Pages

Monday, July 19, 2021

Book Review: The Plot by Will Eisner

The Plot: The Secret Story of The Protocols of the Elders of Zion by Will Eisner

Seeking a way to manipulated the fickle Czar Nicholas II, Russian bureaucrats needed a justification for blaming the country's problems on Russian Jews rather than the repressive government. Mathieu Golovinski, a minor official with a track record in forging evidence, was commissioned. Golovinski found The Dialogue in Hell Between Machiavelli and Montesquieu, a French propaganda piece meant to discredit Napoleon III's corrupt government. Golovinski freshened up the vocabulary and shifted the target to a supposed Jewish conspiracy to take over the whole world. Thus The Protocols of the Elders of Zion came into existence. To get it to the Czar's attention, they passed the text on to a Russian court holy man, Sergius Nilus. He incorporated the text into his own book The Great and the Small before The Protocols became an independent work in the early 1900s. The book spread worldwide, especially after the Russian Revolution caused a dispersal of Russian aristocrats fleeing the Bolshevik tyranny. By the 1920s, The Dialogue in Hell was rediscovered and The Times of London had an article detailing the obvious plagiarism. In spite of constant debunking, The Protocols is still in publication and people are still willing to believe, even in the face of overwhelming evidence, that it accurately describes what Jews are like and what Jews are planning. Such a belief is eminently ridiculous but people often grasp at straws in order to justify their prejudices.
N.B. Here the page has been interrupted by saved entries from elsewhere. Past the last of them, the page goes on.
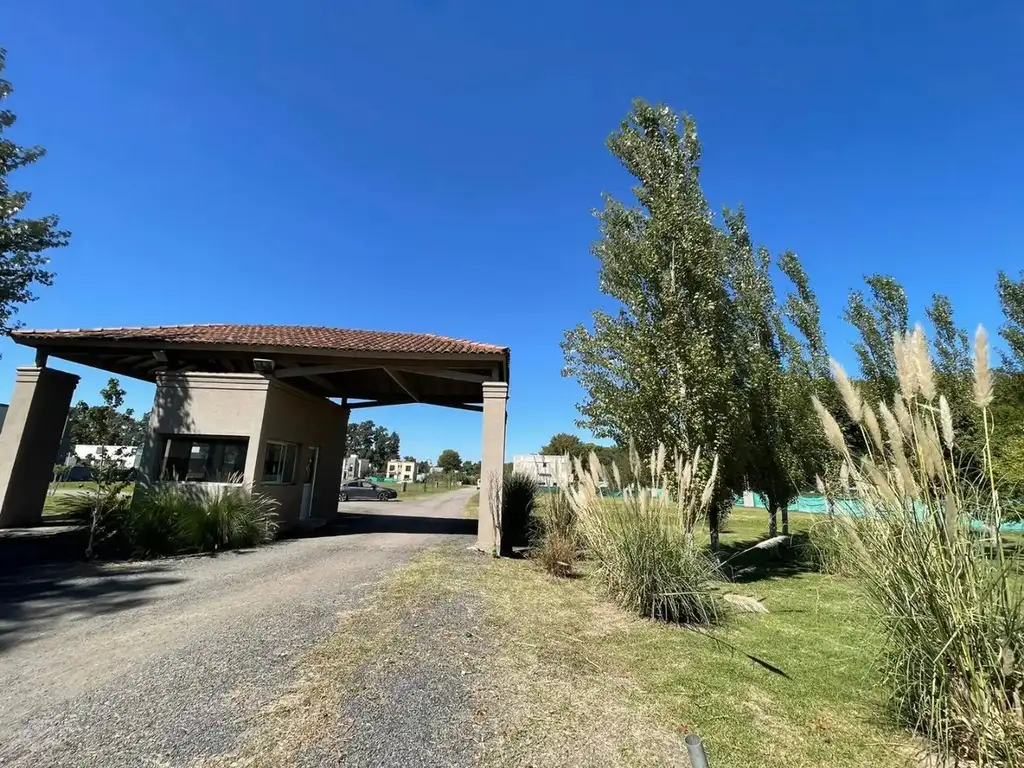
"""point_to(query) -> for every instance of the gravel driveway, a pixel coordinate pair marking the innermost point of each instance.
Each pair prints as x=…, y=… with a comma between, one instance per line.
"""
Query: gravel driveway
x=158, y=663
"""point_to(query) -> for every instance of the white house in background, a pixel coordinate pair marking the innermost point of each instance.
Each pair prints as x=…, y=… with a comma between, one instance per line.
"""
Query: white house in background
x=401, y=471
x=354, y=468
x=128, y=457
x=550, y=471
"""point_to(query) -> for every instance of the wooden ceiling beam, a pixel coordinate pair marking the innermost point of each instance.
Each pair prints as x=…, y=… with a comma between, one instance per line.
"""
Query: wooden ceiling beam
x=446, y=374
x=402, y=382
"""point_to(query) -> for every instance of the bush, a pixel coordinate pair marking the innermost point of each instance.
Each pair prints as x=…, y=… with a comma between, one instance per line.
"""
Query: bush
x=822, y=549
x=518, y=497
x=203, y=518
x=173, y=518
x=946, y=597
x=555, y=537
x=643, y=546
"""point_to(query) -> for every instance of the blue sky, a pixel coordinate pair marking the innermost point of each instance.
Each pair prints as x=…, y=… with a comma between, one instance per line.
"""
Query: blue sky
x=363, y=165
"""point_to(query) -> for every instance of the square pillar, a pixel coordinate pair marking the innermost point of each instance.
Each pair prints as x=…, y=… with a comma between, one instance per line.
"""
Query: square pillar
x=30, y=441
x=488, y=532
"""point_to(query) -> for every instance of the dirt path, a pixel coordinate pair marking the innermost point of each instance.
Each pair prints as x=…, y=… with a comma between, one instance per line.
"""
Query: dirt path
x=165, y=663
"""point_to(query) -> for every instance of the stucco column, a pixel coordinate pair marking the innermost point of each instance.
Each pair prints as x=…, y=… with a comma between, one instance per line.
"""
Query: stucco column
x=30, y=441
x=492, y=466
x=345, y=415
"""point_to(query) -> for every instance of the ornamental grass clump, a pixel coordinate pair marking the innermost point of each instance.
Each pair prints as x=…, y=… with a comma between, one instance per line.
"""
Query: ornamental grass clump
x=927, y=548
x=642, y=544
x=555, y=535
x=189, y=517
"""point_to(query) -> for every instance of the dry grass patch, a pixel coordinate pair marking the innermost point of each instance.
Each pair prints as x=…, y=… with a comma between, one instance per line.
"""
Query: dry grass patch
x=311, y=711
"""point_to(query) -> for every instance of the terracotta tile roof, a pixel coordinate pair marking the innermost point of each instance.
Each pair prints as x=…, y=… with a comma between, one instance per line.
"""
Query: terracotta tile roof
x=270, y=336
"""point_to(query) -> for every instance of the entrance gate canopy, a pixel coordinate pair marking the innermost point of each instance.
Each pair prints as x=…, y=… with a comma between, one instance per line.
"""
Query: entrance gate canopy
x=380, y=368
x=267, y=386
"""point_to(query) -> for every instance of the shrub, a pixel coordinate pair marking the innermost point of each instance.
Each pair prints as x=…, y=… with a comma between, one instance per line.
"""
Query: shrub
x=643, y=543
x=557, y=553
x=103, y=510
x=929, y=554
x=518, y=497
x=172, y=517
x=554, y=535
x=822, y=548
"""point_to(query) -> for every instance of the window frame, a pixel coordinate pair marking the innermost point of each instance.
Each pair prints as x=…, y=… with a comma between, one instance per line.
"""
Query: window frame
x=212, y=441
x=282, y=478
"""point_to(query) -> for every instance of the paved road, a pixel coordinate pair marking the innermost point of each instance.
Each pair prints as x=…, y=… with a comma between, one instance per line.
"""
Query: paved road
x=153, y=664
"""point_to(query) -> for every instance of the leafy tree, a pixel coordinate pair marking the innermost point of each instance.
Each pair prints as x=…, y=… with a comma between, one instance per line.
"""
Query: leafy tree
x=563, y=444
x=953, y=368
x=660, y=369
x=450, y=461
x=1011, y=293
x=376, y=443
x=776, y=373
x=385, y=448
x=23, y=241
x=878, y=320
x=359, y=439
x=110, y=428
x=107, y=424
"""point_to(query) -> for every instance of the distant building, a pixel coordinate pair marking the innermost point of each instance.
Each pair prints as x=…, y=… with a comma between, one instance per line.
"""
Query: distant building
x=401, y=471
x=128, y=457
x=550, y=471
x=354, y=468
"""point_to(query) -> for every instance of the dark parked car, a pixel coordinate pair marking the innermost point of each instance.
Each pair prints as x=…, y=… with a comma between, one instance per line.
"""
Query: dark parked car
x=366, y=489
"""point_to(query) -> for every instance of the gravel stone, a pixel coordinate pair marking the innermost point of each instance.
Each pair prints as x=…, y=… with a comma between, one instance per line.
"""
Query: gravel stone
x=162, y=663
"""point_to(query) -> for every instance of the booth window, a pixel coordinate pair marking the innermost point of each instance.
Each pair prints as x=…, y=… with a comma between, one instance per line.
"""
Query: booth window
x=199, y=459
x=279, y=462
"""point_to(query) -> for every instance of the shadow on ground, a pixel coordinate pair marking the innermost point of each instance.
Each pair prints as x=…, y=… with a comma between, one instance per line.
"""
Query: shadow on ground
x=743, y=564
x=366, y=522
x=40, y=596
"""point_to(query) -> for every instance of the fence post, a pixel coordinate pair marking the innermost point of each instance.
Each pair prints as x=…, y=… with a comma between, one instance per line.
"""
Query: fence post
x=694, y=745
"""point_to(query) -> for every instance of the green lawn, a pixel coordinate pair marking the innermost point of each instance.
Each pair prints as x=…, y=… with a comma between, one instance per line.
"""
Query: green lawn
x=84, y=485
x=793, y=687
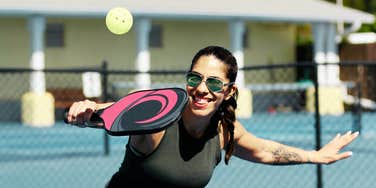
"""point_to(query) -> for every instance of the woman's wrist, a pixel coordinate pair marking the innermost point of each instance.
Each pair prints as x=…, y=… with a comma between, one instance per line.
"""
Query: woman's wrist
x=310, y=156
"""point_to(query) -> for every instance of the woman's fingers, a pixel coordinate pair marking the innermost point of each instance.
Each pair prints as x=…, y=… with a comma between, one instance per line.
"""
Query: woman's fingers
x=81, y=111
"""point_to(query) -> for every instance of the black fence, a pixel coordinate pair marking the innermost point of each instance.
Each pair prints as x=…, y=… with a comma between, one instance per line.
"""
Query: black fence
x=284, y=106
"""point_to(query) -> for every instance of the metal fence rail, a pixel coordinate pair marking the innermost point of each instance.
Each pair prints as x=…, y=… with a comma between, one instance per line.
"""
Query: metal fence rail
x=65, y=156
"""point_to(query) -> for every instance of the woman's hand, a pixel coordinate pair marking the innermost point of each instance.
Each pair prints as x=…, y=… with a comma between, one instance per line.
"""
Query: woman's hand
x=330, y=153
x=81, y=112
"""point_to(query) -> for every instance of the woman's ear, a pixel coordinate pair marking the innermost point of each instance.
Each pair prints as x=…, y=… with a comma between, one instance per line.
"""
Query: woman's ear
x=230, y=92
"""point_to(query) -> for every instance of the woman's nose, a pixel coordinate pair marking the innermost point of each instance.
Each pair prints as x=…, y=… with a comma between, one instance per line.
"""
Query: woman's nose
x=202, y=87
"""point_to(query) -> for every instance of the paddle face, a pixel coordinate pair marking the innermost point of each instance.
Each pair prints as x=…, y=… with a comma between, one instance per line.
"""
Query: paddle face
x=145, y=111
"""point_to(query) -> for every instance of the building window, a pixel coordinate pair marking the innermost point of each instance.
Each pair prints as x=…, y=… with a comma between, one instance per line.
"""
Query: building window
x=55, y=35
x=155, y=37
x=246, y=38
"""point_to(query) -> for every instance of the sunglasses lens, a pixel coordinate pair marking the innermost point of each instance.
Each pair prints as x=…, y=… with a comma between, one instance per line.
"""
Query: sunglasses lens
x=193, y=80
x=214, y=85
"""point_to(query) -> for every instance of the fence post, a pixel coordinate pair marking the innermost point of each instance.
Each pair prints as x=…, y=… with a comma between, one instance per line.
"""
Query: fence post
x=317, y=123
x=105, y=99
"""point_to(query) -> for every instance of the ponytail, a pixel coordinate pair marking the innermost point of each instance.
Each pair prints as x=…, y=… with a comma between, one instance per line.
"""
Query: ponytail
x=227, y=118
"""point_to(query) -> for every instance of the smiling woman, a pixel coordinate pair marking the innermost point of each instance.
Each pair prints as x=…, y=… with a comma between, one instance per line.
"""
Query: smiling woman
x=187, y=152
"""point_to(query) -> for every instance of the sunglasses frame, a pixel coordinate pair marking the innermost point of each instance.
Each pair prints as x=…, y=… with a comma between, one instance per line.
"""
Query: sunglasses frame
x=206, y=81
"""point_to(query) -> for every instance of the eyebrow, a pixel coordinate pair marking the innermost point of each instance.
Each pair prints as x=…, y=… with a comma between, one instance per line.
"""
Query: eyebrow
x=209, y=76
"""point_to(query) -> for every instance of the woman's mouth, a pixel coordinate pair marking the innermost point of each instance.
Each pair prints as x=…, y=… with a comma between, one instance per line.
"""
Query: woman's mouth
x=200, y=102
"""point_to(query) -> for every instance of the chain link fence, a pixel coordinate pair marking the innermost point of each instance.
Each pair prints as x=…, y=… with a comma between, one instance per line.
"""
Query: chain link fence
x=284, y=108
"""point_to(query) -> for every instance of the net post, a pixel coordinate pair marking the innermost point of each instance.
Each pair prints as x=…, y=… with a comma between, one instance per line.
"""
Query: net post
x=317, y=122
x=105, y=95
x=357, y=125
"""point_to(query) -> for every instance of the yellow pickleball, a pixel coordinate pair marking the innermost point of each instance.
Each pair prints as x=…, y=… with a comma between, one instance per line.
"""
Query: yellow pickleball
x=119, y=20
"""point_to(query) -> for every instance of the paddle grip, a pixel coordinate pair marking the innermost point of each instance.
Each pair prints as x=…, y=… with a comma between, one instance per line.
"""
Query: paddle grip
x=95, y=121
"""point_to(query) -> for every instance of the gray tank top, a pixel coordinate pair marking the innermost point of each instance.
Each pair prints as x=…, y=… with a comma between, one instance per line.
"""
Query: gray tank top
x=179, y=161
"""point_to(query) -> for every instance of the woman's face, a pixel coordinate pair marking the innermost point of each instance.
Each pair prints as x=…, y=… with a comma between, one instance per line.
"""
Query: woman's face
x=203, y=102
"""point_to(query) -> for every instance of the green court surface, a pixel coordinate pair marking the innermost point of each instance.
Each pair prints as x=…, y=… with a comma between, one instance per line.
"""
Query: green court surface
x=66, y=156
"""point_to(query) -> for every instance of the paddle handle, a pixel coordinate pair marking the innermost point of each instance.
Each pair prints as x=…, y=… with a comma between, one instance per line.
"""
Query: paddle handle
x=95, y=120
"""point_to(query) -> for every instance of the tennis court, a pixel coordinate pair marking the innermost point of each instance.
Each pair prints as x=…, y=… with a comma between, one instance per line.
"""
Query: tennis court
x=65, y=156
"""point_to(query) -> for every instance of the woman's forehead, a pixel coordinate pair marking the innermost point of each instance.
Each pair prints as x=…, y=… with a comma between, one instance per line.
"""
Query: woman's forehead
x=210, y=66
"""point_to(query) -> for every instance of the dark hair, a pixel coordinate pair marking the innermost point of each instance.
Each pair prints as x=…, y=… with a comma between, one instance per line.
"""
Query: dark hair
x=226, y=111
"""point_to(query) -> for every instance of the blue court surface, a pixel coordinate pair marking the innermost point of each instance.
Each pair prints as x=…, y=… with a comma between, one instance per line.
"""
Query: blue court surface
x=66, y=156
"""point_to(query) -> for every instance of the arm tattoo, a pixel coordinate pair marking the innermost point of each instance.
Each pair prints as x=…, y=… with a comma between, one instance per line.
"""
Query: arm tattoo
x=282, y=156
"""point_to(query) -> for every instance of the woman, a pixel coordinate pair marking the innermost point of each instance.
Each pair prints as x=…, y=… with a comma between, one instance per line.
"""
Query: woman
x=185, y=154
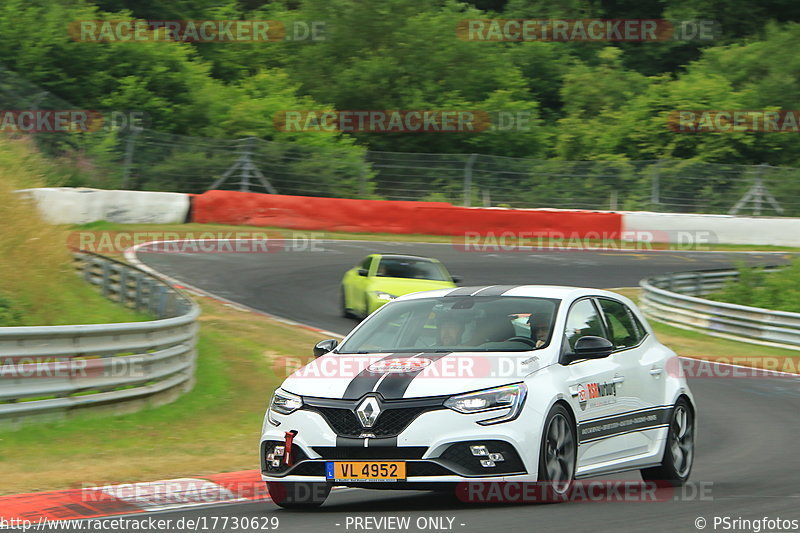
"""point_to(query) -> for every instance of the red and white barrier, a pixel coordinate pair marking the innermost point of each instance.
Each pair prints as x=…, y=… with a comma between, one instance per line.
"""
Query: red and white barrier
x=379, y=216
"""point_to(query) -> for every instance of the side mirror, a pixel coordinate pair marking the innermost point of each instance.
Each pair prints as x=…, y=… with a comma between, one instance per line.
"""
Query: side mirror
x=323, y=347
x=591, y=347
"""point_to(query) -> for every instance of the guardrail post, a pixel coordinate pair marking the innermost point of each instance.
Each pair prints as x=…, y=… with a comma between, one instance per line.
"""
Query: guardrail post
x=162, y=301
x=139, y=293
x=123, y=287
x=106, y=271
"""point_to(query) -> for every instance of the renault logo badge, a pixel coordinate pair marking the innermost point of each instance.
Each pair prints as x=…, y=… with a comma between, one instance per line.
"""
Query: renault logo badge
x=368, y=411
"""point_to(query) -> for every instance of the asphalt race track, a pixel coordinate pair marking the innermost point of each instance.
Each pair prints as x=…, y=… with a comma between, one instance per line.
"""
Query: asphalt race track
x=747, y=443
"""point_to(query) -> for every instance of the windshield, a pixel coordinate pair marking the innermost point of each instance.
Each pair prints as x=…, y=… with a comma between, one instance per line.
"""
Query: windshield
x=456, y=324
x=396, y=267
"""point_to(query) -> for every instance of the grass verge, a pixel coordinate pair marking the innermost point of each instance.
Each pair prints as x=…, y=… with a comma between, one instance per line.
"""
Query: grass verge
x=215, y=427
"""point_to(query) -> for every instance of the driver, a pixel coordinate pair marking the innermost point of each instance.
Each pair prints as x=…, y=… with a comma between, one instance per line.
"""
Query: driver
x=540, y=328
x=451, y=328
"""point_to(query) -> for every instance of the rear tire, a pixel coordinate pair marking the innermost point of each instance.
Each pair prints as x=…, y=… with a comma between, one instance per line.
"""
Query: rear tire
x=559, y=451
x=679, y=452
x=298, y=494
x=346, y=313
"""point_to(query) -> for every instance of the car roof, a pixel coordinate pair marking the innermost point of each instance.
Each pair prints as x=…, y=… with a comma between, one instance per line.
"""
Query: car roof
x=406, y=257
x=560, y=292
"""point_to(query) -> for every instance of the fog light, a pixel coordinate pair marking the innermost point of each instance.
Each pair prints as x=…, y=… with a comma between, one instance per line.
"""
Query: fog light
x=479, y=450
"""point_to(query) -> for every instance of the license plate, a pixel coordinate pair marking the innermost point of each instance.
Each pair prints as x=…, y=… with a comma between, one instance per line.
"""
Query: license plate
x=366, y=471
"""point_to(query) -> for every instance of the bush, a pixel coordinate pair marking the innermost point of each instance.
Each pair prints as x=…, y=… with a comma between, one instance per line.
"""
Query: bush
x=754, y=287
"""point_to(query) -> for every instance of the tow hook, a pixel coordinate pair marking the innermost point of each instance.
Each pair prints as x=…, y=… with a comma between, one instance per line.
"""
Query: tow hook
x=287, y=455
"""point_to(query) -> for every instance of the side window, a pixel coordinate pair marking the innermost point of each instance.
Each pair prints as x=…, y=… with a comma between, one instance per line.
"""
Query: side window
x=366, y=263
x=583, y=320
x=625, y=330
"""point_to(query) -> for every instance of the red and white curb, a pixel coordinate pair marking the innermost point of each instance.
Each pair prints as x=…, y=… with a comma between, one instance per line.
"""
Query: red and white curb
x=135, y=498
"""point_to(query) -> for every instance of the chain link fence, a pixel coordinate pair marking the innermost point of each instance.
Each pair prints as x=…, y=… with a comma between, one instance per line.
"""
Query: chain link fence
x=144, y=159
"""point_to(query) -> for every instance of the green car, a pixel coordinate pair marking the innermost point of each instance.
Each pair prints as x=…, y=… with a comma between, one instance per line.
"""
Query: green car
x=380, y=278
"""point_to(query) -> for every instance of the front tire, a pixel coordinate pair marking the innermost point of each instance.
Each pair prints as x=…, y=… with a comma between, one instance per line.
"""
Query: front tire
x=679, y=452
x=559, y=451
x=298, y=494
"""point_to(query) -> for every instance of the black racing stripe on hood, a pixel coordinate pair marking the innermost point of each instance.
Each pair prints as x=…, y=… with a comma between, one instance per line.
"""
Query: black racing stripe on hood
x=394, y=386
x=463, y=291
x=496, y=290
x=366, y=380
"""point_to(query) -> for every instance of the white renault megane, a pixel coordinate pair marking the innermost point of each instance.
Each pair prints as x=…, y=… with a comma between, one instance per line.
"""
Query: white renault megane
x=500, y=383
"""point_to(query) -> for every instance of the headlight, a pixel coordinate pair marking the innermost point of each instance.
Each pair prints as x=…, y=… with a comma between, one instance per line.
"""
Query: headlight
x=510, y=397
x=285, y=402
x=384, y=296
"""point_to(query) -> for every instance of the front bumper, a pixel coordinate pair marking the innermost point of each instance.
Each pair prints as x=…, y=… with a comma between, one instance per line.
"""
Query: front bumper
x=435, y=444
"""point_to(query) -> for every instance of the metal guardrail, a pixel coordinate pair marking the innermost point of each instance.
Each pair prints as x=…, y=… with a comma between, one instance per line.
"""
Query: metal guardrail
x=46, y=371
x=676, y=300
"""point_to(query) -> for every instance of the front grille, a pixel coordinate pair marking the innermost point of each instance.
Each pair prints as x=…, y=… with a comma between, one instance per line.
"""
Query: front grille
x=389, y=424
x=459, y=457
x=395, y=415
x=358, y=453
x=308, y=468
x=425, y=468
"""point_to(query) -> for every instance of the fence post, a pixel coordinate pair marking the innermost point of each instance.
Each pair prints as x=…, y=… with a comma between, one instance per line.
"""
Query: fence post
x=655, y=184
x=128, y=161
x=468, y=180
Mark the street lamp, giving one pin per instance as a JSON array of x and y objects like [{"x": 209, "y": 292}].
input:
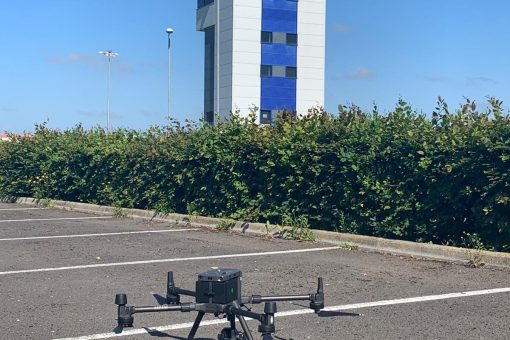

This book documents (in Eisner's typically evocative graphic format) the history of The Protocols. It's the last graphic book that Eisner made and is the product of twenty years of research. The case against The Protocols is irrefutable, as is the sad fact that some people still give it credence. Eisner goes over the various publications all over the world in the last half of the twentieth century all the way up to 2003 when the book was published.

Highly recommended--It's important to be informed about this nonsense and to be able to refute it.